S'il est si difficile de rompre le charme et l'emprise du pouvoir sur l'esprit des gens, c'est parce que celui-ci s'exerce principalement — et quasi exclusivement — par le langage. Et les mots ont toujours, lorsque l'on n'y regarde pas de trop près, quelque chose de bénin et d'inoffensif : après tout, tout le monde les utilise, chacun à sa façon, et sans même y penser. Mais c'est justement parce que la plupart d'entre nous ne pensons pas aux mots, et n'y faisons pas suffisamment attention, qu'ils sont au contraire si redoutables. Ils sont — du fait même qu'ils nous apparaissent anodins et sans importance — l'accès direct qu'a le pouvoir sur notre inconscient et notre représentation du monde.
Étant donné qu'il est possible de modifier la perception qu'ont les gens de la réalité en usant simplement du langage, celui-ci est devenu le lieu d'un combat psychologique permanent, un vaste champ de bataille où les armes ne sont rien d'autre que des techniques de manipulation par la parole. Si de tout temps le pouvoir politique s'est intéressé à ce sujet, le XXe siècle a vu naître, du fait des avancées des sciences cognitives, de la psychologie et de la sociologie, des méthodes d'une efficacité plus redoutables encore et plus difficiles à contrecarrer.
Pour résumer, nous pouvons dire que posséder le pouvoir sur les esprits consiste à être en capacité de choisir, déterminer (définir le sens) et diffuser (ou interdire) les mots dont se servent ceux que vous voulez dominer.

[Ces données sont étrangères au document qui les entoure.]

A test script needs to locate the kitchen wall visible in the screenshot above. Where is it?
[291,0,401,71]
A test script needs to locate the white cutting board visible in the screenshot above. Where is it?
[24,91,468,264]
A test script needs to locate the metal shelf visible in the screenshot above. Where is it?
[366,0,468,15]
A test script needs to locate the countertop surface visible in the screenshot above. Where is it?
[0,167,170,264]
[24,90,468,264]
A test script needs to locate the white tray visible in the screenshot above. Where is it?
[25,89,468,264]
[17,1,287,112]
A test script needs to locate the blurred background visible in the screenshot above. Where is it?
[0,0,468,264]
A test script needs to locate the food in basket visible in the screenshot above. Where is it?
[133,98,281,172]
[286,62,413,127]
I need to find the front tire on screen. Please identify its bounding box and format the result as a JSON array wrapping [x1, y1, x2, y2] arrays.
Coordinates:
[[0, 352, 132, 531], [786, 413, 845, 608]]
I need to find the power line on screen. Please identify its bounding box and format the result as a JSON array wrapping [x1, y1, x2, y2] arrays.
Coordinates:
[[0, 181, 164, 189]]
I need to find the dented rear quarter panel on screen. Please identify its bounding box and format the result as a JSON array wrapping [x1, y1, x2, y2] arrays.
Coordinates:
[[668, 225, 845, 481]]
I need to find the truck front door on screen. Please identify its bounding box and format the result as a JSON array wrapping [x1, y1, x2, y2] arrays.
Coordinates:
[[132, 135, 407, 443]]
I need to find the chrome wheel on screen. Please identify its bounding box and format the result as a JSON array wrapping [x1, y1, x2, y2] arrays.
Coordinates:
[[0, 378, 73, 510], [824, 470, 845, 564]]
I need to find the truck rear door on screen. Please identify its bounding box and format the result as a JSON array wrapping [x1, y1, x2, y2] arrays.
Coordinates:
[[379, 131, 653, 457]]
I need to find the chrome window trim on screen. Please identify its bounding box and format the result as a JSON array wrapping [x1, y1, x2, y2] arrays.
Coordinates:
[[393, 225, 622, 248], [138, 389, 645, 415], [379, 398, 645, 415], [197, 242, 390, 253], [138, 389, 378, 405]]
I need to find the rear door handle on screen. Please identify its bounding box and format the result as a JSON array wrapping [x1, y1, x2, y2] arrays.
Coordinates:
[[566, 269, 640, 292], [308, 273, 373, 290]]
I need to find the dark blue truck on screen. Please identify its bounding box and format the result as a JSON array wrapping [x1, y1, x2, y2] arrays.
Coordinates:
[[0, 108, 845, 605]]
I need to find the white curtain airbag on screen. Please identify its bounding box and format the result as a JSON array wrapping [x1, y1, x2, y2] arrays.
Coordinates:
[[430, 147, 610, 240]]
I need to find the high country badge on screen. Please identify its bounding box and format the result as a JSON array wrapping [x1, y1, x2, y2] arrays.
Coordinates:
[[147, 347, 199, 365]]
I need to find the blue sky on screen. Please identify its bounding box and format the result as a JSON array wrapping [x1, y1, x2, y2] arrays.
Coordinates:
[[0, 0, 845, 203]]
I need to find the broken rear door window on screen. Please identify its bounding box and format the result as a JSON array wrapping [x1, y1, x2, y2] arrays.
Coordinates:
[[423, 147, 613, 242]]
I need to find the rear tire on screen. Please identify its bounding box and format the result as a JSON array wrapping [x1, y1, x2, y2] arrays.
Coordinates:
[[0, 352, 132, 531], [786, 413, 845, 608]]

Synthétisé à l'extrême : toute lutte pour le pouvoir commence et finit dans la sémantique.
L'euphémisme
Le choix des mots est la première étape de cette lutte. Et l'euphémisme est sans doute la manifestation la plus courante de cette technique de sélection préméditée. Pour voiler ses intentions réelles, ou obscurcir la perception que nous avons des faits, le pouvoir politique en use abondamment. L'euphémisme consiste à atténuer, à adoucir, à enrober d'un emballage lénifiant le langage pour en évacuer tout ressenti conflictuel. Le langage politique passe par lui pour détourner l'attention d'une réalité plus dérangeante. Il s'agit de recouvrir cette réalité d'une nouvelle aura, plus agréable, pour en faire disparaître la brutalité. Les exemples abondent : flexibilité pour précarité, plan social pour licenciement de masse, mouvement social pour grève, incivilités pour violences ou émeutes.
L'euphémisation peut prendre des caractéristiques très diverses, et Monserrat Lopez Diaz en a fait dans un article[1] une liste assez exhaustive que nous reprenons ici :
Un des atouts, et non des moindres, de l'euphémisme, est qu'il finit souvent par rentrer dans le langage courant, à force d'être employé comme « élément de langage » par le pouvoir politique et d'être repris benoîtement en chœur par les médias. Plus personne aujourd'hui ne s'étonne par exemple d'entendre parler de quartiers sensibles, et pourtant, chacun hausserait les sourcils s'il entendait dire « quartiers émotifs » ou « quartiers à fleur de peau » qui sont tout autant inconsistants et ridicules. Une fois passé dans le langage courant, la plupart des gens oublient que l'euphémisme en est un, et prennent pour tout à fait tangibles et précis des termes qui ne veulent pas réellement dire ce qu'ils disent.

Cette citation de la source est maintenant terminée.